With an average class size of 12 students, individualized learning is taking place in our classrooms every day, in many different forms. For Blyth Academy Burlington English teacher, Mr. Cohen, it starts with effective feedback. 

“I am a big believer in the notion that practice makes progress. I encourage my students to complete lots of practice before they approach a larger task - I need to know they are ready to tackle that task independently. Once I know where a student is at, I can then give individualized feedback - or as it is now termed: feedforward. By evaluating each student individually, I can give specific comments and notes which help them improve in the areas they need. This is more impactful than doing ‘whole class learning’ which makes it harder for teachers to meet the individual needs of each student. 

Introducing a Mixed-Learning Approach

The way lessons are conducted has a significant impact on student outcomes. For Elementary teacher, Ms. Zawawi at Blyth Academy Downsview Park, using a mixed-learning approach ensures that all her students’ individual learning styles are met and that they can process and retain the information they are learning. 

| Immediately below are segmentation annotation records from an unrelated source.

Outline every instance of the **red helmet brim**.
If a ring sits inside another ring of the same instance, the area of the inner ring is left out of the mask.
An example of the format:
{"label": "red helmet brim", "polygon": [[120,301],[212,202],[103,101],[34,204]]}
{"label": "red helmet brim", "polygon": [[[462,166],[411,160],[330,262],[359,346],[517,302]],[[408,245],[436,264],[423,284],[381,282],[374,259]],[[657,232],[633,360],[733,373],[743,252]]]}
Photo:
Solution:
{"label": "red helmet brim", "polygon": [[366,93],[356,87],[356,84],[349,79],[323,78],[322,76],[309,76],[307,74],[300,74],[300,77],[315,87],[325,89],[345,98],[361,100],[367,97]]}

“When learning a concept for the first time, I give my students the opportunity to see a graphic depiction of the information in the form of a PowerPoint with images and videos (visual). While going through PowerPoint, my students can listen to information while pausing periodically to engage in whole class or group discussions (auditory). During the lesson, they are often expected to take notes on the presented information, in addition to reading material and completing independent written assignments afterwards (reading & writing). I always make it a point to also plan a few hands-on partner/group activities within the first few days of learning a concept, which require my students to get out of their seats and learn through moving and interacting (kinesthetic).” 

Some teachers, like English and Social Sciences teacher at Blyth Academy Mississauga, Ms. Motz, use different forms of media to connect with students. “Technology and media have had a huge place in my classroom which allows lessons to be more interesting and interactive.” 

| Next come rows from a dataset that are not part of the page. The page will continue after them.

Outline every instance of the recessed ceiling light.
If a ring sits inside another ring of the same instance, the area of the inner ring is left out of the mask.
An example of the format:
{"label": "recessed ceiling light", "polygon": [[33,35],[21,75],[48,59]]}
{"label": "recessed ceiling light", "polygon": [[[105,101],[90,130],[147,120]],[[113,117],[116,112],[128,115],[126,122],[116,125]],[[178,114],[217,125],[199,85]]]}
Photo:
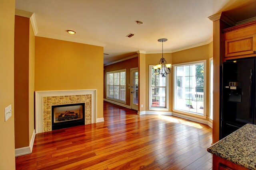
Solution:
{"label": "recessed ceiling light", "polygon": [[138,25],[143,25],[143,23],[141,21],[137,21],[136,22]]}
{"label": "recessed ceiling light", "polygon": [[76,31],[73,30],[68,30],[67,31],[70,34],[74,34],[76,33]]}
{"label": "recessed ceiling light", "polygon": [[134,36],[134,35],[133,33],[130,33],[129,34],[128,34],[127,35],[126,35],[126,37],[128,37],[129,38],[131,37],[132,37],[133,36]]}

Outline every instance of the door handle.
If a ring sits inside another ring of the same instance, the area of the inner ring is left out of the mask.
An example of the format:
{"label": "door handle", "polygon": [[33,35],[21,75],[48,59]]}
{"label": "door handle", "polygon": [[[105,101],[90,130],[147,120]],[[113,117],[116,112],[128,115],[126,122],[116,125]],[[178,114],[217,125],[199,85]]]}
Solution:
{"label": "door handle", "polygon": [[238,126],[235,126],[234,125],[230,125],[230,124],[228,124],[228,123],[226,123],[226,124],[228,125],[229,125],[230,126],[233,126],[234,127],[237,127],[238,128],[240,128],[241,127],[239,127]]}

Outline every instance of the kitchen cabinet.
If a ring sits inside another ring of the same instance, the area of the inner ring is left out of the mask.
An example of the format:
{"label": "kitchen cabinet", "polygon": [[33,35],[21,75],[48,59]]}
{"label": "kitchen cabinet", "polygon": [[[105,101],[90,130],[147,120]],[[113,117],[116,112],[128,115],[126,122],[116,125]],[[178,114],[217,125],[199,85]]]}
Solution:
{"label": "kitchen cabinet", "polygon": [[246,124],[207,149],[212,169],[256,170],[256,125]]}
{"label": "kitchen cabinet", "polygon": [[224,61],[256,56],[256,21],[222,30]]}
{"label": "kitchen cabinet", "polygon": [[213,155],[213,170],[245,170],[248,168]]}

Encouraging Student Questions

Miss G. at Blyth Academy The Glebe, can tell how her students are progressing by the questions they are asking. 

“I believe that creating a culture where asking questions is the norm is the key to understanding and consolidation. The class sizes give me time to sit with each student individually, ensure they grasp the concept, and challenge the ones who understand. I also think that by spending time one-on-one and in small groups the students develop confidence and become comfortable asking questions.” 

Giving Students Enough Time to Succeed

Sometimes, a little more time and attention is all it takes to grasp a new concept. Extra one-on-one help is always available for every student. 

Principal of Blyth Academy Etobicoke, Mr. Minicucci, says, “We understand that students may need more time to unpack the concepts they cover in class. This is especially true for “heavier” courses like math and science. Our small classroom approach allows students more opportunities to ask questions, engage with each other, challenge themselves with problems, and explore inquiries that they may have about their subjects. We also try to offer students the help they will need outside of class to ensure they understand the content they are covering. We know the importance of having a solid foundation in math and science, and sometimes a little one-on-one extra help can go a long way.” 

Individualized learning is effective for all types of academic levels. Whether a student is a high achiever or needs additional support, everyone can benefit from being taught to their learning style. Classrooms balanced with different teaching methods and one-on-one help create an engaging and stimulating environment where students can reach their fullest potential.